From: Duncan <1i5t5.duncan@cox.net>
To: linux-btrfs@vger.kernel.org
Subject: Re: Uncorrectable errors on RAID6
Date: Fri, 29 May 2015 04:08:02 +0000 (UTC) [thread overview]
Message-ID: <pan$9f47d$1eb16721$9531b0c4$5adc6e9e@cox.net> (raw)
In-Reply-To: CAGwxe4huzc-+stYGrma=FcO0_tdeKnyPwGRE5EtH3azfBcjzqg@mail.gmail.com
Tobias Holst posted on Fri, 29 May 2015 04:00:15 +0200 as excerpted:
> Back to my actual data: Are there any tips on how to recover? Mount
> with "recover", copy over and see the log, which files seem to be
> broken? Or some (dangerous) tricks on how to repair this broken file
> system?
> I do have a full backup, but it's very slow and may take weeks
> (months?), if I have to recover everything.
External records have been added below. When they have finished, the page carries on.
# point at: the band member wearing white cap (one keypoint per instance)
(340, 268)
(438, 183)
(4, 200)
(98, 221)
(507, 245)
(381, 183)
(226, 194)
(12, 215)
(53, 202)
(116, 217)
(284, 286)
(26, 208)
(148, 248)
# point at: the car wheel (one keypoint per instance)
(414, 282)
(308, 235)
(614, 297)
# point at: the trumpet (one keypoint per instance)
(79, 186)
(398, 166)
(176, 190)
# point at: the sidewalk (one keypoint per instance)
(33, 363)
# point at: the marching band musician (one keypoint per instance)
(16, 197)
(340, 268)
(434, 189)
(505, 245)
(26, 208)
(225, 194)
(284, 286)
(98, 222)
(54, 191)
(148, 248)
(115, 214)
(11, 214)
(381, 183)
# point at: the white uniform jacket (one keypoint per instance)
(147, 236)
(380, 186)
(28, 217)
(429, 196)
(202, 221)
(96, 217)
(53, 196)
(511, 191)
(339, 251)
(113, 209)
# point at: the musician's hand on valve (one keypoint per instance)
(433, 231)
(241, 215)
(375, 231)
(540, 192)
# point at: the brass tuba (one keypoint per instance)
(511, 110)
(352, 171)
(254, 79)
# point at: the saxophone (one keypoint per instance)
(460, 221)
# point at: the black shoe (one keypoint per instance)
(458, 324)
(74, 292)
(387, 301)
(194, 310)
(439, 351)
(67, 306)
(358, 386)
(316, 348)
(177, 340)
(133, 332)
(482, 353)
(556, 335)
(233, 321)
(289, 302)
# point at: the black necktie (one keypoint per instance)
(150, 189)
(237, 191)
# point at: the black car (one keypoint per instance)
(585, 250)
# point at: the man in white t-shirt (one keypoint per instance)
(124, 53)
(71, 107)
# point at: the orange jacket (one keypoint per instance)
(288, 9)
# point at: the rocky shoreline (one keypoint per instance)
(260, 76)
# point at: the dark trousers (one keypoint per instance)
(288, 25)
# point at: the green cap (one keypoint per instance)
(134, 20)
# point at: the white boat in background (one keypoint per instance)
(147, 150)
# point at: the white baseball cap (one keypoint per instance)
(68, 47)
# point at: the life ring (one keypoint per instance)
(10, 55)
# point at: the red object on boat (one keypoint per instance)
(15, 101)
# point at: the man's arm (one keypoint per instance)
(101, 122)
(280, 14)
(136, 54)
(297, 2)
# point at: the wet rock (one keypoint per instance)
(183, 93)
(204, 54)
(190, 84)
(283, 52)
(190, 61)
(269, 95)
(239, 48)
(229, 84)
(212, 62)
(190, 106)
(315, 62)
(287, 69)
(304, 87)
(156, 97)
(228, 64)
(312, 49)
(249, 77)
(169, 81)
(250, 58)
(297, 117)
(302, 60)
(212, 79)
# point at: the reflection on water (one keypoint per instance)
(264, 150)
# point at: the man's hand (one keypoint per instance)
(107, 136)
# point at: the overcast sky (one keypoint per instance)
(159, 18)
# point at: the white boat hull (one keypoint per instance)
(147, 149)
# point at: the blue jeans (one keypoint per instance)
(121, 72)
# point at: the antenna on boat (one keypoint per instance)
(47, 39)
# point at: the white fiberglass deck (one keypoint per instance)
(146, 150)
Unfortunately I can't be of any direct help. For that, Qu is a dev and
already providing quite a bit. But perhaps this will help a bit with
background and in further decisions once the big current issue is dealt
with...
With that out of the way...
As a (non-dev) btrfs user, sysadmin, and list regular, I can point out
that full btrfs raid56 mode support is quite new, 3.19 was the first that
had complete support in theory, and any code that new is very likely
buggy enough you won't want to rely on it for anything but testing. Real-
world deployment... can come later, after a few kernel cycles worth of
maturing. I've been recommending waiting at least two kernel cycles to
work out the worst bugs, and that would still be very leading, perhaps
bleeding, edge. Better to wait about five cycles, a year or so, after
which point btrfs raid56 mode should have stabilized to about that of the
rest of btrfs, which is to say, not entirely stable yet, but reasonably
usable for most people, provided they're following the sysadmin's backups
rule, if they don't have backups by definition they don't care about the
data regardless of claims to the contrary, and untested would-be backups
cannot for purposes of this rule be considered backups.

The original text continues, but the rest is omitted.